I had mixed feelings when I learned that the trip to Auschwitz would be part of the McCain Global Leader’s Changemaker Tour to Poland. A part of me did not want to return to the largest former German Nazi concentration and extermination camp I had visited 10 years prior as a 21-year-old on an ice-cold winter morning in January 2013. Before then, I had learned about WWII and the Holocaust, or “Shoah” in Hebrew, for several years in high school from textbooks and during an organized school trip to Natzweiler-Struthof during 8th grade, a Nazi labor camp located high up in the Vosges Mountains in France located merely 200 km southwest of my hometown across the border in Germany. I don’t remember much from that trip other than that my class consisted of crude and defiant teenagers with too much energy, driving our teachers mad during the curvy drive up to the camp through the snowy mountain slopes. In contrast, I remembered the journey home as a quiet one.
Even though I had been to Auschwitz before, preparing for an experience like this is impossible – It doesn’t matter if you go for the first or the 20th time. The finality of the destiny of those who arrived and were brutally murdered in this very place is all-consuming. The Nazi leadership and German government officials established Auschwitz as an answer to what they called the “Final Solution of the Jewish Question” (mass killing). As a result, 80% of Jews were killed on arrival at Auschwitz-Birkenau. That was if they had survived the train journey locked in without food, water, or access to basic sanitation for over a week. One witness-survivor recounts, “We expected the worst but not the unbelievable: gas chambers in the 20th century.” When the Red Army Soviet liberated Auschwitz on January 27, 1945 during the Vistula–Oder Offensive, more than 1 million had perished.

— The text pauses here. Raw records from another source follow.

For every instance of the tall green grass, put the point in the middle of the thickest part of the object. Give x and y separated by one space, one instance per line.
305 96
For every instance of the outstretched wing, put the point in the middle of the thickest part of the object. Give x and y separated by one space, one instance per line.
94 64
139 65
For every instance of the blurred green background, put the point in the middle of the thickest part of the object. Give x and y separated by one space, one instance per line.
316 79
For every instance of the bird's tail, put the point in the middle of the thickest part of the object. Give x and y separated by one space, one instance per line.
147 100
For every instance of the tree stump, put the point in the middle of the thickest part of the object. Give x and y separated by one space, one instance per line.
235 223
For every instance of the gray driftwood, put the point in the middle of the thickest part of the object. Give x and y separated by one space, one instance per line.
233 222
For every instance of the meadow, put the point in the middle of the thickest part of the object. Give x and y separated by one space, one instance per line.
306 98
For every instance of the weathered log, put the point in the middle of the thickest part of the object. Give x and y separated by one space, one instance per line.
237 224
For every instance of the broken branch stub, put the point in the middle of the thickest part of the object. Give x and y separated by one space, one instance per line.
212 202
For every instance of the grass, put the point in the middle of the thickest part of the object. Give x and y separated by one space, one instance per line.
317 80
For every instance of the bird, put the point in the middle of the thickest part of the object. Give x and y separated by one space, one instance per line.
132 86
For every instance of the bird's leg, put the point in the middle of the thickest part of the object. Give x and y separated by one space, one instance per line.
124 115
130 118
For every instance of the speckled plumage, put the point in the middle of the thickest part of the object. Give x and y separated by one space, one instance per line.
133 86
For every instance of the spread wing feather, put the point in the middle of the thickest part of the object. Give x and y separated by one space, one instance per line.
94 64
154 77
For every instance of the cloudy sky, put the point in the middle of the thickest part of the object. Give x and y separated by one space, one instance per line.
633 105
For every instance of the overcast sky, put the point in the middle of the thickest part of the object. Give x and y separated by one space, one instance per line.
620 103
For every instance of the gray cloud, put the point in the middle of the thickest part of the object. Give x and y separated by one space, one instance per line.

The atrocities carried out by the Nazis have been well-documented for current and future generations. Spanish-American philosopher George Santayana reminds us that preserving all evidence is critical as “those who do not remember the past are condemned to repeat it.” The Nazi regime had done a lot of this documentation work themselves, which is why they are frequently referred to as “Schreibtischtäter” (“desk perpetrators”). Ordinary professionals – from bureaucrats to technocrats and journalists to scientists – have played a crucial role in the commission of the Holocaust. Hannah Arendt portrayed one such Schreibtischtäter, Adolf Eichmann, and found him famously “banal.” Yet despite their centrality in the commission of the crimes, little is known about these cogs in the wheel of antisemitic hatred and violence. During the Nuremberg Trials, the prosecution frequently made reference to their bureaucratic thoroughness to prove their guilt beyond reasonable doubt and bring them to justice.
Part of the legacy and lessons learned from WWII and the Holocaust was the adoption of the UN Genocide Convention on December 9, 1948 by the UN General Assembly. The UN Genocide Convention is the first document that defined genocide and imposed obligations on states to prevent genocide and punish the perpetrators. Importantly, the Genocide Convention was to signify the commitment of states to the promise of “Never Again”, and it is this promise that I kept coming back to when I followed our guide first through the narrow lanes of Auschwitz and then over the vast green fields of Birkenau. Despite the promise, atrocity crimes are not a thing of the past but have been on the rise, especially against ethnic and religious minorities. The Convention grants states full discretion in relation to how they fulfil their duties under the Genocide Convention rendering the observation that the Genocide Convention is too weak to stand against the powers that bring about genocidal atrocities. Is “never again” just an empty promise, after all?
In China, the government’s repression has led to the arbitrary detainment of an estimated 1.8 – 3 million Uyghurs and other Turkic people in a mass network of concentration camps solely based on their unique ethnic and religious identity. Inside the camps, indoctrination, sexual abuse, forced sterilization, rape, starvation, and mental and physical torture is commonly used to punish detainees. Uyghurs are forced to learn Mandarin Chinese, with the Uyghur language banned since 2017. The mass incarceration runs parallel with the destruction of mosques, graveyards, and other places of cultural and linguistic significance for Uyghurs. State-sponsored forced labor schemes add to the existing violations with Uyghur forced labor tainting global supply chains. I thought about those individuals and their families as I boarded the bus that took us back to Krakow. I hope that one day, Uyghurs and visitors from around the world will be able to visit the Uyghur region and these camps as memorial sites to pay tribute to the many lives lost, establish a culture of remembrance, and look back on history.